A balanced bracket sequence is a string consisting of only brackets, such that this sequence, when inserted certain numbers and mathematical operations, gives a valid mathematical expression. Formally you can define balanced bracket sequence with:
- $e$ (the empty string) is a balanced bracket sequence.
- if $s$ is a balanced bracket sequence, then so is $(s)$.
- if $s$ and $t$ are balanced bracket sequences, then so is $s t$.
For instance $(())()$ is a balanced bracket sequence, but $())($ is not.
Of course you can define other bracket sequences also with multiple bracket types in a similar fashion.

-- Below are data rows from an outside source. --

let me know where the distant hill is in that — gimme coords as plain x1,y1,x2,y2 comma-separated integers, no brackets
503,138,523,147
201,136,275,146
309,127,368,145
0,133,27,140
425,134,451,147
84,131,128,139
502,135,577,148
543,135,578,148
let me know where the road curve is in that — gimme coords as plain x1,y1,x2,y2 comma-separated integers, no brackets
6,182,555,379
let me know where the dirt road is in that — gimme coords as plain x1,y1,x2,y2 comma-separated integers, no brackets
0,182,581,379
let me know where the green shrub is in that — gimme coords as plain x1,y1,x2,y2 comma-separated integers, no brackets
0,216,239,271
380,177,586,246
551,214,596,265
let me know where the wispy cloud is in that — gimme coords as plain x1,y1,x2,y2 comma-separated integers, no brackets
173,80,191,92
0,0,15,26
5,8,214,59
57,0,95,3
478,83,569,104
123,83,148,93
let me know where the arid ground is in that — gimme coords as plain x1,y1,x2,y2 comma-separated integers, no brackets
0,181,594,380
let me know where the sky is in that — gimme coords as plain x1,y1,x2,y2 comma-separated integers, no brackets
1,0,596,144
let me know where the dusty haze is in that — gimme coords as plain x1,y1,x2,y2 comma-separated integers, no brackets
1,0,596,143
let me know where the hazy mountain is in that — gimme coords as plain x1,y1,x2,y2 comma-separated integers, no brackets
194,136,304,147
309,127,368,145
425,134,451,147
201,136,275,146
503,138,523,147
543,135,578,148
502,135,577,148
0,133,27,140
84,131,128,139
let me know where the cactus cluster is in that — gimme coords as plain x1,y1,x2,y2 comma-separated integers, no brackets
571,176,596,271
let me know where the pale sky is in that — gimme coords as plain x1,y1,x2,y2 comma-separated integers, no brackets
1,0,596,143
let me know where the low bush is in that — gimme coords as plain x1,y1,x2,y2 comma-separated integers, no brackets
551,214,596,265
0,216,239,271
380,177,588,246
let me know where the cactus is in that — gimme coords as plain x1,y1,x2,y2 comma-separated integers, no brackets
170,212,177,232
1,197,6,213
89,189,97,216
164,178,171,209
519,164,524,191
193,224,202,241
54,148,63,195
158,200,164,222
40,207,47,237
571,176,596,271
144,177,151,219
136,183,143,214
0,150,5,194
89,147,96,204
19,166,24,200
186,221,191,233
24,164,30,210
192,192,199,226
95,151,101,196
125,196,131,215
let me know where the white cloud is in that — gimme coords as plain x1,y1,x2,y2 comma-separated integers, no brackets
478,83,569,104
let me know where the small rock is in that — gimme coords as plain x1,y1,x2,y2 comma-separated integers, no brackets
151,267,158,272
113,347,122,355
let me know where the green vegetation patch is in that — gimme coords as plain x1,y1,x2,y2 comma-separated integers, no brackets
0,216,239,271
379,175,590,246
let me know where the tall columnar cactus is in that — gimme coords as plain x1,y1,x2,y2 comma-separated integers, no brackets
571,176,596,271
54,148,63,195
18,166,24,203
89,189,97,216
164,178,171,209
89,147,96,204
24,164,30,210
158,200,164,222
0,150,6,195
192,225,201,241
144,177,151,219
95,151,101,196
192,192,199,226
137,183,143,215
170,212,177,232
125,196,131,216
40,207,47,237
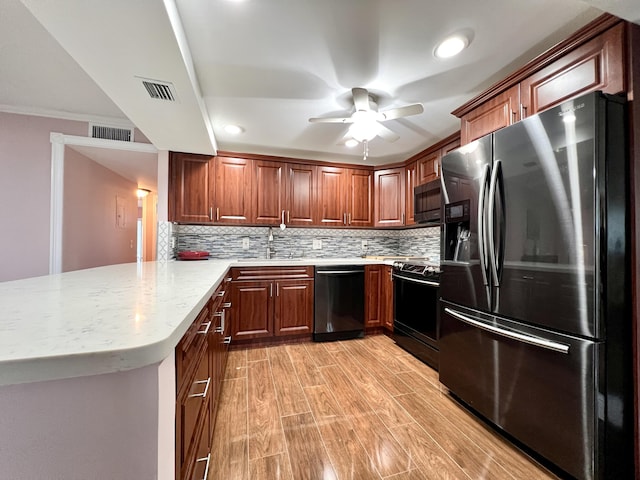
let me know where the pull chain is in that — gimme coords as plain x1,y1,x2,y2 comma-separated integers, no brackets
363,140,369,161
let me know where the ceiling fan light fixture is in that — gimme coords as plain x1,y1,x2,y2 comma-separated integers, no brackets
348,111,380,142
434,34,469,59
224,124,244,134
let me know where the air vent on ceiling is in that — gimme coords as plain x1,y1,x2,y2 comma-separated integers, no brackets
90,123,134,142
140,78,177,102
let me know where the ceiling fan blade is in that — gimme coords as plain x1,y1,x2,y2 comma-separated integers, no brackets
352,87,371,111
377,123,400,142
309,116,353,124
379,103,424,121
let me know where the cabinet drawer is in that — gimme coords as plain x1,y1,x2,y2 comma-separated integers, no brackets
189,409,211,480
231,266,314,281
176,301,211,386
176,340,210,473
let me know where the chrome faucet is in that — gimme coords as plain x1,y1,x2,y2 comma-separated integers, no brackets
266,227,274,259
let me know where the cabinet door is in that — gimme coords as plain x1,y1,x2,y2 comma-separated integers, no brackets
441,136,461,156
169,153,214,223
274,280,313,336
405,162,417,226
460,84,520,145
230,281,273,340
416,151,440,185
317,166,347,226
253,160,284,224
286,163,316,226
348,168,373,226
382,266,394,331
520,22,624,117
374,167,405,227
365,265,383,327
213,156,253,223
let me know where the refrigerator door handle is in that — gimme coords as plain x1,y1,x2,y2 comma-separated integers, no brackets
444,307,570,354
478,164,491,287
488,160,501,286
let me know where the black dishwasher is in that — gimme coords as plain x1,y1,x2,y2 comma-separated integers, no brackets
313,265,365,341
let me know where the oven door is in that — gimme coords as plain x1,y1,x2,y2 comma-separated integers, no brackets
392,271,440,369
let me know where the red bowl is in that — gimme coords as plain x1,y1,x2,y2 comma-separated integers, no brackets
178,250,209,260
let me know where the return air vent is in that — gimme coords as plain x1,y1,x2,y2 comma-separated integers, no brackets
90,123,134,142
140,78,177,102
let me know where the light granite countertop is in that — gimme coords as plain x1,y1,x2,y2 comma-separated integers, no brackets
0,257,383,386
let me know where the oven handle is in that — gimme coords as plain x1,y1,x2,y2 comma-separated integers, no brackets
444,307,570,354
392,272,439,287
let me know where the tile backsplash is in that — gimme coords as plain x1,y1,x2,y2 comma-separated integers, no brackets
172,224,441,260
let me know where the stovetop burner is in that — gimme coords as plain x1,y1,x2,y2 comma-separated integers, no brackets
392,258,441,278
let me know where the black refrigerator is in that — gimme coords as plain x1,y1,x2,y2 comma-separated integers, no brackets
438,91,632,480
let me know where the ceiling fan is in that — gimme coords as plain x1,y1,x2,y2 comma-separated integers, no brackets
308,87,424,144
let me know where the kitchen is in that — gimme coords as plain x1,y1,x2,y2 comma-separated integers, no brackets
1,0,640,480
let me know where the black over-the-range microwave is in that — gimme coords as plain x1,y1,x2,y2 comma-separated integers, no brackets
414,178,441,224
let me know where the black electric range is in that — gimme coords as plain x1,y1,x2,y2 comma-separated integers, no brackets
391,258,441,370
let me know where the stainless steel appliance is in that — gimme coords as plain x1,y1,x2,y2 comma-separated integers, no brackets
392,259,440,369
413,179,441,224
439,91,632,480
314,265,365,341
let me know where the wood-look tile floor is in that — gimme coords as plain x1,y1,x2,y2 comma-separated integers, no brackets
210,335,559,480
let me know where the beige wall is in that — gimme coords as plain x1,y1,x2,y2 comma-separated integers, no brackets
0,112,87,282
62,148,137,272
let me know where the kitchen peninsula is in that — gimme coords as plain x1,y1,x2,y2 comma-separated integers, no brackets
0,257,378,479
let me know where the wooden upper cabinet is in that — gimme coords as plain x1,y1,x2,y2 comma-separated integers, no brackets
456,19,626,145
460,85,520,145
416,150,441,185
347,168,373,227
286,163,316,226
169,152,215,223
213,156,253,223
374,167,405,227
253,160,284,224
316,166,372,227
405,162,417,226
520,22,625,117
316,166,347,226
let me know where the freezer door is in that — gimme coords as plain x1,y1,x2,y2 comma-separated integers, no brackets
440,135,492,311
439,302,600,480
492,94,599,337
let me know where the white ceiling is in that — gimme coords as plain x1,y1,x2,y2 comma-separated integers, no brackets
2,0,640,176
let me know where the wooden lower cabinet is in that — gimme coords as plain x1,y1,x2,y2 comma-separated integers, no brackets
230,266,314,343
364,265,394,331
175,273,231,480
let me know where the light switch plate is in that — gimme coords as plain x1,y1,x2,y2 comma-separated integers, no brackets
313,239,322,250
242,237,250,249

In this article we discuss some classic problems involving balanced bracket sequences (for simplicity we will only call them sequences): validation, number of sequences, finding the lexicographical next sequence, generating all sequences of a certain size, finding the index of sequence, and generating the $k$-th sequences. We will also discuss two variations for the problems, the simpler version when only one type of brackets is allowed, and the harder case when there are multiple types.
Balance validation
We want to check if a given string is balanced or not.

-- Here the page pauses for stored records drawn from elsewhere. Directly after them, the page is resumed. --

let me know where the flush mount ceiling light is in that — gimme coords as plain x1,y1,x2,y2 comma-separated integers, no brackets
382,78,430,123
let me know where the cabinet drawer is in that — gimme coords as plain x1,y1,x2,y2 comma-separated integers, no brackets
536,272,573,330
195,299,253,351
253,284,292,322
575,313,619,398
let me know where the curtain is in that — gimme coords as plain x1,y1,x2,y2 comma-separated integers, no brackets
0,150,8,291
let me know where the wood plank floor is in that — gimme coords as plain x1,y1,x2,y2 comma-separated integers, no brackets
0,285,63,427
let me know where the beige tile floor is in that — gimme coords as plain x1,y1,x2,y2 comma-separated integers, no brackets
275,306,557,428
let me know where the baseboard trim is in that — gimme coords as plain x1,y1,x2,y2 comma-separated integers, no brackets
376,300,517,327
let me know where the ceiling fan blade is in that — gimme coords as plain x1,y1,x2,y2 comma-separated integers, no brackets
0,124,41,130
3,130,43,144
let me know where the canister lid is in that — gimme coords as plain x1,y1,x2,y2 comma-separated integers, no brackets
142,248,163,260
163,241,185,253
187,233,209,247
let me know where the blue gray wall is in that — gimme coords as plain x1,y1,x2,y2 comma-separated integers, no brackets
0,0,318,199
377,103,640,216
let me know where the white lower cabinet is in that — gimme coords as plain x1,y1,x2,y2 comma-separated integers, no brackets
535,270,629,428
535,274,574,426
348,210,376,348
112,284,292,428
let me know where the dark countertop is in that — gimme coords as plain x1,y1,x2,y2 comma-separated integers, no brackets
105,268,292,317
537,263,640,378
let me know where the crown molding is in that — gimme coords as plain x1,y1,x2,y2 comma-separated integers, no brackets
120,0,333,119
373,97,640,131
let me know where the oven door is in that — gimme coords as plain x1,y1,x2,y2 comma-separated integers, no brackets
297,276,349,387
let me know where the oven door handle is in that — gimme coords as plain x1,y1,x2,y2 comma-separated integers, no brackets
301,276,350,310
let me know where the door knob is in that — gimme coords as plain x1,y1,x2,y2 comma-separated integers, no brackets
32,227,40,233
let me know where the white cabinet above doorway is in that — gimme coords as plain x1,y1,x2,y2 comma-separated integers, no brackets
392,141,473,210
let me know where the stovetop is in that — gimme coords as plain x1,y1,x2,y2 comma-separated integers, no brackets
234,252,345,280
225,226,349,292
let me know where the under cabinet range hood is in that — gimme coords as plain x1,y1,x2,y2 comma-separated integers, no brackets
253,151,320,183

At first suppose there is only one type of bracket. For this case there exists a very simple algorithm. Let $\text{depth}$ be the current number of open brackets. Initially $\text{depth} = 0$. We iterate over all character of the string, if the current bracket character is an opening bracket, then we increment $\text{depth}$, otherwise we decrement it. If at any time the variable $\text{depth}$ gets negative, or at the end it is different from $0$, than the string is not a balances sequence. Otherwise it is.
If there are several bracket types involved, then the algorithm needs to be changes. Instead of a counter $\text{depth}$ we create a stack, in which we will store all opening brackets that we meet. If the current bracket character is an opening one, we put it onto the stack. If it is a closing one, then we check if the stack is non-empty, and if the top element of the stack is of the same type as the current closing bracket. If both conditions are fulfilled, then we remove the opening bracket from the stack. If at any time one of the conditions is not fulfilled, or at the end the stack is not empty, then the string is not balanced. Otherwise it is.

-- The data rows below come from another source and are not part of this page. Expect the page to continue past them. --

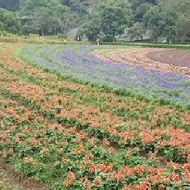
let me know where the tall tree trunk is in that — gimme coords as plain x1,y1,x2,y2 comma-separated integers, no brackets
167,37,170,44
154,37,158,44
41,28,44,36
88,0,92,14
64,33,67,39
181,31,186,43
112,34,115,42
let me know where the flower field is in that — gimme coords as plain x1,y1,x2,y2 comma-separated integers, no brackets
20,45,190,107
93,48,190,76
1,43,190,189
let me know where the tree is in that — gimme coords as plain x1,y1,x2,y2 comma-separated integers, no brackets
60,0,92,15
0,21,4,36
79,13,101,41
20,0,66,35
79,0,133,42
177,14,190,43
129,0,160,22
135,2,152,22
60,0,71,7
128,22,145,41
159,7,178,43
20,0,64,16
99,1,132,41
163,0,190,43
59,11,79,39
144,6,161,43
144,5,177,43
33,7,58,36
0,8,21,34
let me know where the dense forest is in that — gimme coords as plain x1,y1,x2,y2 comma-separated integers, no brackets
0,0,190,43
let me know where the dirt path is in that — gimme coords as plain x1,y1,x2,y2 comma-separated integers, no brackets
0,161,48,190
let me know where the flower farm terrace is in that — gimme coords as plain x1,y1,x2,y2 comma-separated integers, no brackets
1,43,190,190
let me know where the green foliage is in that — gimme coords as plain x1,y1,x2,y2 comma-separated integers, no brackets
0,0,189,43
0,8,21,34
59,10,79,39
99,1,132,41
128,22,145,41
144,4,177,43
0,21,4,35
133,2,152,22
78,13,101,41
129,0,160,23
20,0,67,36
164,0,190,43
80,0,133,42
61,0,92,15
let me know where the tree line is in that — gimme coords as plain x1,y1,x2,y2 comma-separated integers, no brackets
0,0,190,43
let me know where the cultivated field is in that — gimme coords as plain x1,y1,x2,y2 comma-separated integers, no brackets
1,43,190,189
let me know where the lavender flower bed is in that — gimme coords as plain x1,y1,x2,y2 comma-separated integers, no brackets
21,45,190,105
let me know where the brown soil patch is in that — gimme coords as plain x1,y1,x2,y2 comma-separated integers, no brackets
0,160,49,190
93,48,190,76
147,49,190,68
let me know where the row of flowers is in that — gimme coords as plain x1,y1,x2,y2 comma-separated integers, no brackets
0,43,190,189
20,45,190,106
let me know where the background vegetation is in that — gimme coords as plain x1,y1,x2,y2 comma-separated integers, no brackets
0,0,190,43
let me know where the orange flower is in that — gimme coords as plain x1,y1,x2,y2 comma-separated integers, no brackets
9,148,14,155
107,163,113,172
115,171,124,182
107,147,115,153
97,163,107,173
23,157,30,164
62,171,75,187
67,171,75,181
172,173,181,182
94,176,102,186
32,161,38,167
158,184,165,190
184,169,190,182
138,180,149,190
85,153,94,160
187,155,190,162
40,147,48,154
61,157,68,164
88,165,95,174
103,138,110,146
81,177,91,190
62,181,72,187
140,130,155,144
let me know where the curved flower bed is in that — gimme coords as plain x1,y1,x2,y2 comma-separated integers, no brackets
93,48,190,76
20,45,190,107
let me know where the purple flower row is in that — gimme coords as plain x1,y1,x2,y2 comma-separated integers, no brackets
22,45,190,105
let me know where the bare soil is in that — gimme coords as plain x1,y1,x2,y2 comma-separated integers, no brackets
147,49,190,69
0,161,48,190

Number of balanced sequences
Formula
The number of balanced bracket sequences with only one bracket type can be calculated using the Catalan numbers. The number of balanced bracket sequences of length $2n$ ($n$ pairs of brackets) is: \[\frac{1}{n+1} \binom{2n}{n}\]
If we allow $k$ types of brackets, then each pair be of any of the $k$ types (independently of the others), thus the number of balanced bracket sequences is: \[\frac{1}{n+1} \binom{2n}{n} k^n\]
Dynamic programming
On the other hand these numbers can be computed using dynamic programming. Let $d[n]$ be the number of regular bracket sequences with $n$ pairs of bracket. Note that in the first position there is always an opening bracket. And somewhere later is the corresponding closing bracket of the pair. It is clear that inside this pair there is a balanced bracket sequence, and similarly after this pair there is a balanced bracket sequence. So to compute $d[n]$, we will look at how many balanced sequences of $i$ pairs of brackets are inside this first bracket pair, and how many balanced sequences with $n-1-i$ pairs are after this pair. Consequently the formula has the form: \[d[n] = \sum_{i=0}^{n-1} d[i] \cdot d[n-1-i]\]
The initial value for this recurrence is $d[0] = 1$.
Finding the lexicographical next balanced sequence
Here we only consider the case with one valid bracket type.
Given a balanced sequence, we have to find the next (in lexicographical order) balanced sequence.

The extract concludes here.